First Torres Strait PhD

Media Release

James Cook University, Cairns

6 May 1998

First Torres Strait PhD

Professor Nakata PhD Graduation

Educators must look beyond the simplistic notions associated with people's differences, and pursue new understandings of Indigenous peoples as they are positioned and re-positioned in the formal schooling process, according to the first Torres Strait Islander to be awarded a PhD in Australia.

Martin Nakata received his PhD at James Cook University's graduation ceremony in Cairns on the weekend (Saturday May 2).  His thesis explored the interface of Western systems of knowledge and Torres Strait Islander positions and experiences.  "I studied the literature produced on Islanders over the last century to learn more about what conditions the possibilities for Islanders.
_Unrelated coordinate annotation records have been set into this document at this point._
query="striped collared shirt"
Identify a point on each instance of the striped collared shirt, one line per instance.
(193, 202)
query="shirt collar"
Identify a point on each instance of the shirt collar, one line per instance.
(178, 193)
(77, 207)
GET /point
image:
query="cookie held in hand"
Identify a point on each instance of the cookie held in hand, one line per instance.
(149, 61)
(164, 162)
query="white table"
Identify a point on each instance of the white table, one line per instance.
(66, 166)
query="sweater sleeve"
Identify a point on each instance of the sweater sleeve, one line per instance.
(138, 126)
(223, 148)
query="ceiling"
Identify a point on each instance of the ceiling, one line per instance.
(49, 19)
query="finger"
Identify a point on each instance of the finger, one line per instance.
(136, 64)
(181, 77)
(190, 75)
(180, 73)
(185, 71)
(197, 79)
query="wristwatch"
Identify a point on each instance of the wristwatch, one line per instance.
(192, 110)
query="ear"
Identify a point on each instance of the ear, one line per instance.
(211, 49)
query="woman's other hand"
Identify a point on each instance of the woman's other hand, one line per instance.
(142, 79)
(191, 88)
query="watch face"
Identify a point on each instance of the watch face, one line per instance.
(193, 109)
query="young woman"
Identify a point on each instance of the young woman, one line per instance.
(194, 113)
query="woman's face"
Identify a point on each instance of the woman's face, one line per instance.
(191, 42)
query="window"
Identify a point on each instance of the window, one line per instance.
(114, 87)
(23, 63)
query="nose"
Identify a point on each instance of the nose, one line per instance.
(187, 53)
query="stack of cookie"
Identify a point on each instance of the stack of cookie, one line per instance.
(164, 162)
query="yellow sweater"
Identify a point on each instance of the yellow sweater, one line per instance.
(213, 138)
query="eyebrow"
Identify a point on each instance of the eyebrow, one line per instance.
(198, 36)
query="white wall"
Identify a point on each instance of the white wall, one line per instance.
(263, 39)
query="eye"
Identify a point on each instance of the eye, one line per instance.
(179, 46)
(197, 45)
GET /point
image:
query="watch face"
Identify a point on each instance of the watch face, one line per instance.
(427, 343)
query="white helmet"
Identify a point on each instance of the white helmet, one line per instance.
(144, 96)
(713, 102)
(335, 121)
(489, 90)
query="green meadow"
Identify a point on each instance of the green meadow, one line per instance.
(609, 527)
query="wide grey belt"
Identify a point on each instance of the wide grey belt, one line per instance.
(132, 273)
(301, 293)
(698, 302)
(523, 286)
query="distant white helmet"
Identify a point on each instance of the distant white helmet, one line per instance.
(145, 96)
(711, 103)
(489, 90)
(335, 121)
I was looking for a different angle on what constrains things today in the classrooms," he said.

Dr Nakata argues that education departments must listen in a different way to Indigenous communities if they want to achieve better results. "We've moved on from the missionary days and 'rescue' modes but they still need to learn how to open their ears and not their mouths," he said.  "Instead of patronising people because they are different, educators must now learn how to make a difference.  The first step towards this is for them to learn more about how they can not just be advocates of Indigenous peoples but advocates also of Western knowledge systems and conventions."

Dr Nakata now works as a Research Fellow for the University of South Australia in Adelaide.  He hopes to participate more fully and contribute to the developing scholarship in the field of Indigenous education.

More than fifty of Dr Nakata's family and friends joined him in Cairns to celebrate, many travelled from the Torres Strait and around Australia for the ceremony. "Many people gave up a lot to help me along the way, so this is their achievement too — not just mine," he said, "I dearly hope that Indigenous families who have worked tirelessly over the years to support their children's education will take a bit of the glory today, and give themselves a pat on the back."

His message to the young students of today: "Do what you want to do, do it well, and make sure you give it your best shot. Pursue your dreams, yes, but always listen to your mother."